Dangi claimed to have seen statistics showing “in life sciences, almost 35% of the bio data are embellished – I’m using a very polite word. If that’s the case, you know the culture has a problem and that’s why data integrity and GMP go hand in hand.”
But Dangi – backed up by fellow panellist Dilip Shah, the Secretary General of the Indian Pharmaceutical Alliance (IPA) – was at pains to emphasise the difference between “outright fraud” and lesser data violations caysed by “cultural” differences.
Shah too said Indian production problems could be resolved if the country’s manufacturers understand “a basic culture change” surrounding expectations of data recording between India and regulators in Europe and the US.
“As one small example, an educated, qualified chemist working in a lab is doing an analysis of a batch and he misses one step. He discards that and starts doing it again. He doesn’t know that when the US FDA comes they will look at the fact you discarded this and didn’t take direct note of this [and find fault]. This is the issue of data integrity.”

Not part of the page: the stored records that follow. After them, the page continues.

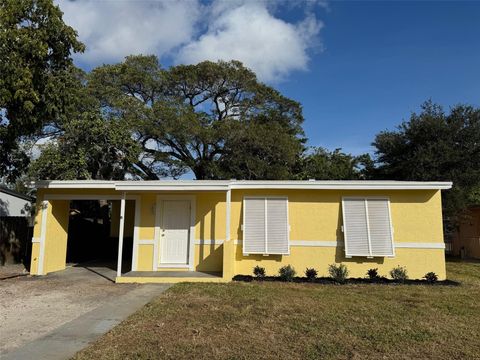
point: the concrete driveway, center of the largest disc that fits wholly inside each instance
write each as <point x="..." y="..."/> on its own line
<point x="32" y="307"/>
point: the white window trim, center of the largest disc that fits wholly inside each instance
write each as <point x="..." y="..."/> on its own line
<point x="158" y="227"/>
<point x="366" y="198"/>
<point x="266" y="239"/>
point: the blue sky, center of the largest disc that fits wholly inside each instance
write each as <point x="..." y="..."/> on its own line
<point x="356" y="67"/>
<point x="380" y="61"/>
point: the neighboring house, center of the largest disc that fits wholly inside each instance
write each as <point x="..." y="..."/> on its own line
<point x="466" y="241"/>
<point x="15" y="226"/>
<point x="13" y="203"/>
<point x="213" y="230"/>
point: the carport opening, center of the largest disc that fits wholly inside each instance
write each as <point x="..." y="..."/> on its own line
<point x="93" y="233"/>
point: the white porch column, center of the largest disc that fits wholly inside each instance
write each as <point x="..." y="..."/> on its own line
<point x="227" y="221"/>
<point x="228" y="246"/>
<point x="120" y="235"/>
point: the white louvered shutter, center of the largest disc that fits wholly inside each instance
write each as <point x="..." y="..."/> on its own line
<point x="355" y="227"/>
<point x="254" y="226"/>
<point x="367" y="227"/>
<point x="277" y="226"/>
<point x="379" y="226"/>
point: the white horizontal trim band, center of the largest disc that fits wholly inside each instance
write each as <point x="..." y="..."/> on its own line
<point x="420" y="245"/>
<point x="321" y="243"/>
<point x="318" y="243"/>
<point x="222" y="185"/>
<point x="87" y="197"/>
<point x="208" y="242"/>
<point x="178" y="266"/>
<point x="146" y="242"/>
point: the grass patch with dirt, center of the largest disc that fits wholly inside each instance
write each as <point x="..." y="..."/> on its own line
<point x="271" y="320"/>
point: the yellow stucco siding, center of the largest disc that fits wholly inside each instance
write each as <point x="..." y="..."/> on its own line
<point x="314" y="215"/>
<point x="209" y="258"/>
<point x="317" y="214"/>
<point x="417" y="261"/>
<point x="56" y="241"/>
<point x="145" y="257"/>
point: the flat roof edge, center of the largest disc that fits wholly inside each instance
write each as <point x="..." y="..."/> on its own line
<point x="223" y="185"/>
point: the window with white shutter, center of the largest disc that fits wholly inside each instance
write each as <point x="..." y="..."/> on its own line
<point x="265" y="225"/>
<point x="367" y="227"/>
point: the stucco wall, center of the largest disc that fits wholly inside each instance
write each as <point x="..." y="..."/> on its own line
<point x="314" y="215"/>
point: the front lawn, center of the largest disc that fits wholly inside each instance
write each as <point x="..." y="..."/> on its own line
<point x="274" y="320"/>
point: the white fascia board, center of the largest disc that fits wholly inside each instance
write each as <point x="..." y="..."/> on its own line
<point x="173" y="185"/>
<point x="74" y="184"/>
<point x="342" y="185"/>
<point x="224" y="185"/>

The panel’s comments were echoed during in-Pharmatechnologist.com’s interview with Bharat Shah, the Director of UK pharmaceutical importer Sigma.
Shah said some Indian companies “doctor their data [on manufacturing methods] to get the same end result,” cutting corners to deliver on time.

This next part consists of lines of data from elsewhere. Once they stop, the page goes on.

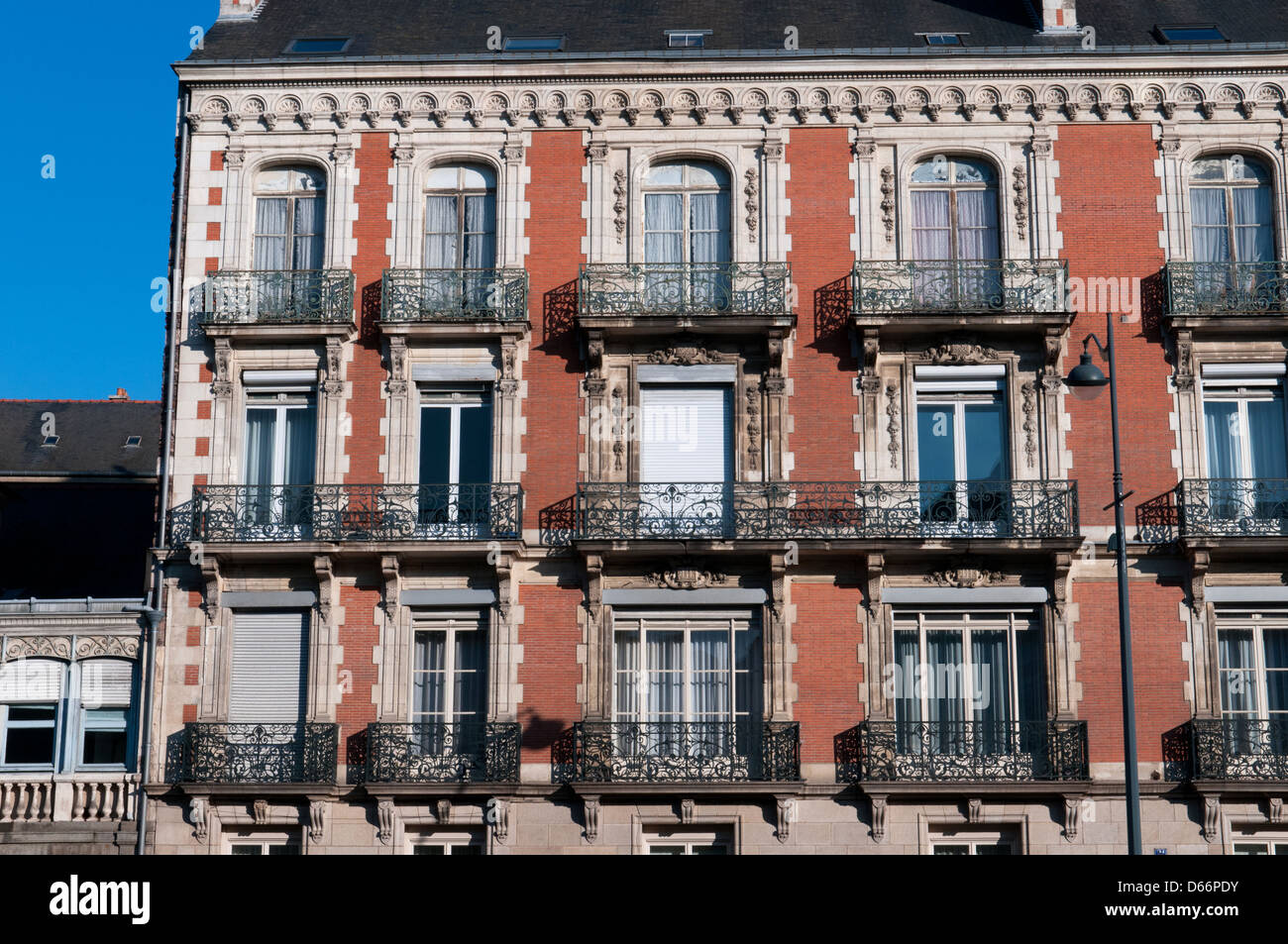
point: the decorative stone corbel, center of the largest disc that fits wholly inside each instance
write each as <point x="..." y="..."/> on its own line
<point x="498" y="814"/>
<point x="223" y="381"/>
<point x="1211" y="818"/>
<point x="385" y="814"/>
<point x="397" y="382"/>
<point x="318" y="810"/>
<point x="786" y="814"/>
<point x="1072" y="816"/>
<point x="390" y="576"/>
<point x="198" y="814"/>
<point x="879" y="818"/>
<point x="590" y="811"/>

The quality of the drugs produced is not substandard, said Sigma’s Director, but the production method is different from the one agreed.

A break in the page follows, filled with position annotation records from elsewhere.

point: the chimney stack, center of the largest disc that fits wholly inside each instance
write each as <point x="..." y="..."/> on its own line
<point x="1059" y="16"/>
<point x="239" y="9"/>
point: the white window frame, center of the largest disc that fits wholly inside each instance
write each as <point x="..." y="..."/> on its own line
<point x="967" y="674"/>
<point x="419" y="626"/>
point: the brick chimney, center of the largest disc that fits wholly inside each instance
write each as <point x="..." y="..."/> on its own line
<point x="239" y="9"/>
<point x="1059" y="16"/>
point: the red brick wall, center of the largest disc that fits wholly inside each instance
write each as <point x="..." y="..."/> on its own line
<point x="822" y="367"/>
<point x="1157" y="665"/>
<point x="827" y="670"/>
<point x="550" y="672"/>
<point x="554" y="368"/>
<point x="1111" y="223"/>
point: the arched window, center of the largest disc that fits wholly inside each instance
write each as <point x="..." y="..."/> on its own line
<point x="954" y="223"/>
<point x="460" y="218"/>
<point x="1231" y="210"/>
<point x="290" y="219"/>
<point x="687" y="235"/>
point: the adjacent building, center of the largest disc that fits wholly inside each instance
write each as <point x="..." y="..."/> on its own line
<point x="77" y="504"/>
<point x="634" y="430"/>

“They know that the end results are not going to be different but the fact remains if they have diverted from the [agreed] manufacturing process, it is a lapse in GMP.”
While, he said, the US FDA and UK MHRA are “not happy” with deviations, the UK regulator is more flexible:
“MHRA looks more to the finished product than the procedures. Whether you do your mixing for 10 mins or 15 mins [is less important].
“They say if you diverted from the licence you can register a deviation in the [Drug Master] File.
“Basically if the patient is not harmed with the end product and you’ve done a bit of deviation but done it officially with the right paperwork [it may be acceptable].”
Shah said MHRA had told him of examples when the regulator had inspected Indian facilities and found “some papers by an incinerator that were supposed to be destroyed. They were handwritten and recent and differed from typed records. And they were caught.
“But basically the product they made had little deviation from the original method.” Because the company had not raised a deviation correctly, “the MHRA said actually this is fraud, and we’ve got to take your GMP away.”
Shah believes while manufacturers need to improve, some of the burden lies with regulators who should educate facilities managers.
“Regulators should have regular liaison with manufacturers in India and China to explain to them how GMP works and that they don’t have to cheat.”
MHRA spokeswoman Kate Cleaver told in-Pharmatechnologist.com the regulator has provided training in EU GMP requirements, including data integrity expectations, to Indian manufacturers at meetings and symposia in India for several years, sometimes in collaboration with the Indian CDSCO and US FDA.
She added that all relevant process deviations should be reported to the certifying Qualified Person, who can make a decision on the impact of the deviation on a regulatory filing.
The MHRA suggested that if a communication breakdown exists, it is not with the regulator, but between API manufacturers and makers of finished drug products.
“QPs can accept one off unplanned deviations to manufacturing conditions on APIs without notification to MHRA or raising batch specific variation.
“In practice this is not always managed effectively by companies and in many cases the relationship between API manufacturer and dose form manufacturer/MIA holder is not always adequately developed to promote this.”